Composite scalar Dark Matter from vector-like $SU(2)$ confinement

Abstract: A toy-model with $SU(2){\rm TC}$ dynamics confined at high scales $\Lambda{\rm TC}\gg 100$ GeV enables to construct Dirac UV completion from the original chiral multiplets predicting a vector-like nature of their weak interactions consistent with electroweak precision tests. In this work, we investigate a potential of the lightest scalar baryon-like (T-baryon) state $B^0=UD$ with mass $m_B\gtrsim 1$ TeV predicted by the simplest two-flavor vector-like confinement model as a Dark Matter (DM) candidate. We show that two different scenarios with the T-baryon relic abundance formation before and after the electroweak (EW) phase transition epoch lead to symmetric (or mixed) and asymmetric DM, respectively.
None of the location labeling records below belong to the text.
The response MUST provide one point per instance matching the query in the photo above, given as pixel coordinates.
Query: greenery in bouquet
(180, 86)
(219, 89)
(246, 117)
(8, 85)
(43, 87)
Such a DM candidate evades existing direct DM detection constraints since its vector coupling to $Z$ boson absents at tree level, while one-loop gauge boson mediated contribution is shown to be vanishingly small close to the threshold. The dominating spin-independent (SI) T-baryon--nucleon scattering goes via tree-level Higgs boson exchange in the $t$-channel. The corresponding bound on the effective T-baryon--Higgs coupling has been extracted from the recent LUX data and turns out to be consistent with naive expectations from the light technipion case $m_{\tilde \pi}\ll \Lambda_{\rm TC}$. The latter provides the most stringent phenomenological constraint on strongly-coupled $SU(2)_{\rm TC}$ dynamics so far. Future prospects for direct and indirect scalar T-baryon DM searches in astrophysics as well as in collider measurements have been discussed.